I was about to write you some righteously angry comment but you last paragraph was unfortunately what I wanted to express myself. I also stopped using negated form for more than simple expressions because for once they are harder to parse that if/while and there later part is unnatural too which is the opposite for that the keywords were invented.
I will agree with you that unnecessary negation is bad. But I will not agree that `unless` keyword usage is complex.
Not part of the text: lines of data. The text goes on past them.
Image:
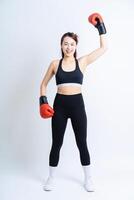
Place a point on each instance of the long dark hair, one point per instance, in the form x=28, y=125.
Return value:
x=73, y=36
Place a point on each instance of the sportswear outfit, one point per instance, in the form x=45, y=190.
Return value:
x=65, y=107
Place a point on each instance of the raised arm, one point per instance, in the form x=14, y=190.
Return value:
x=49, y=74
x=97, y=21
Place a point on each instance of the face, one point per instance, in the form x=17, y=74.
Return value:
x=68, y=46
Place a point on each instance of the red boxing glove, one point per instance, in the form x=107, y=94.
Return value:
x=97, y=21
x=46, y=111
x=93, y=18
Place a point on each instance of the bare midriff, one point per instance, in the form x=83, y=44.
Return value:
x=69, y=90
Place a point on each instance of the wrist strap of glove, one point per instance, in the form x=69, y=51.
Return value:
x=101, y=28
x=43, y=100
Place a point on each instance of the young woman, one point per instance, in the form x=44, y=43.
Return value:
x=68, y=102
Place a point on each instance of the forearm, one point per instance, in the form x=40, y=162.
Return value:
x=43, y=90
x=103, y=42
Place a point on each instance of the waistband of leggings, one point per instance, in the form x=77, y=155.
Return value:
x=68, y=95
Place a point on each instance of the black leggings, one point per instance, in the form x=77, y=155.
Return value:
x=69, y=106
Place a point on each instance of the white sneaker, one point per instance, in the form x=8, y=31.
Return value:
x=88, y=185
x=48, y=186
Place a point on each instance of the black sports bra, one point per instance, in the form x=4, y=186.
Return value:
x=63, y=77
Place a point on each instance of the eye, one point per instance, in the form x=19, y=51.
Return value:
x=72, y=44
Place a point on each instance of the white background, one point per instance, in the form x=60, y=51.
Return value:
x=29, y=40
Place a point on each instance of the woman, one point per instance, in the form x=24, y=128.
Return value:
x=68, y=103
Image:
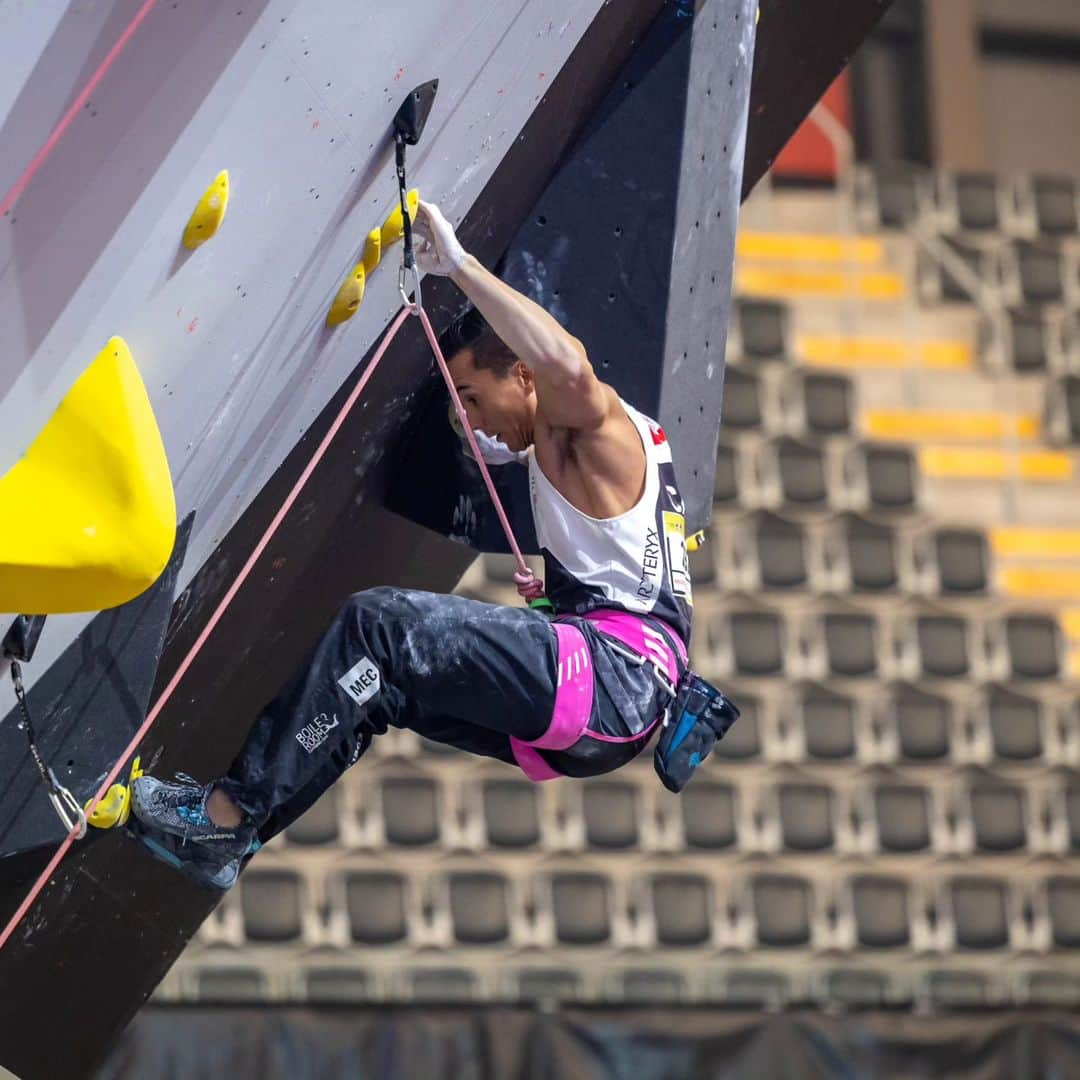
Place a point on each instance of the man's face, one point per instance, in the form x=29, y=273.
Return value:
x=502, y=406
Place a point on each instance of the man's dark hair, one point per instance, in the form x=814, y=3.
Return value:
x=489, y=352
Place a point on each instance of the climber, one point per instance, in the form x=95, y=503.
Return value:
x=579, y=694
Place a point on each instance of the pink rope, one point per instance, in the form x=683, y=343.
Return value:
x=259, y=548
x=50, y=145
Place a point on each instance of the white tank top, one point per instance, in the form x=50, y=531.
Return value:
x=635, y=562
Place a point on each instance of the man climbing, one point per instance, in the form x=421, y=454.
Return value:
x=578, y=694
You should just use it in right place. By `unless` you should mark code which SHOULD NOT RUN in usual case.
Look:
sub process {
my( $self ) = @_;
return unless $self->is_valid; # Read this code as: $self should be valid
my $result = ...;
return $result;
}
Look next examples where I use `unless` with success (And I think code with `unless` here is clear in compare to usual `if`):
$self->error( $tx->res->json ) unless $tx->res->is_success;
Transaction response SHOULD BE success
return $c->render( text => 'We support only HTML and JSON', status => 415 )
unless $f eq 'json' || $f eq 'html';
Format $f SHOULD BE json or html
(Try to rewrite this with usual `if`. I think it will be more complex ;-) )
Another real code:
return unless my $d = $c->stash( 'data' );
return unless $c->app->mode eq 'production';
# There SHOULD BE data in production mode
Even complex conditions are easy to understand. Just keep in mind that: **you go forward if EXPR is true**, so:
return 'IP is not IPv' .$version unless !$version || $ip->version eq $version;
Go forward if $version is not required OR $ip have required $version. We return error in all other cases.
Just remember. you mark your code with until/unless which usually will not work:
until( $x > 0 ) {
$x += 3;
}
$x usually >0 here and you skip { $x += 3 } block. Is this easy to understand? I think, it is!
Because you usually read file the `while( !eof )` is more intuitive.
Just really avoid "unless... else". That's... just.... wrong.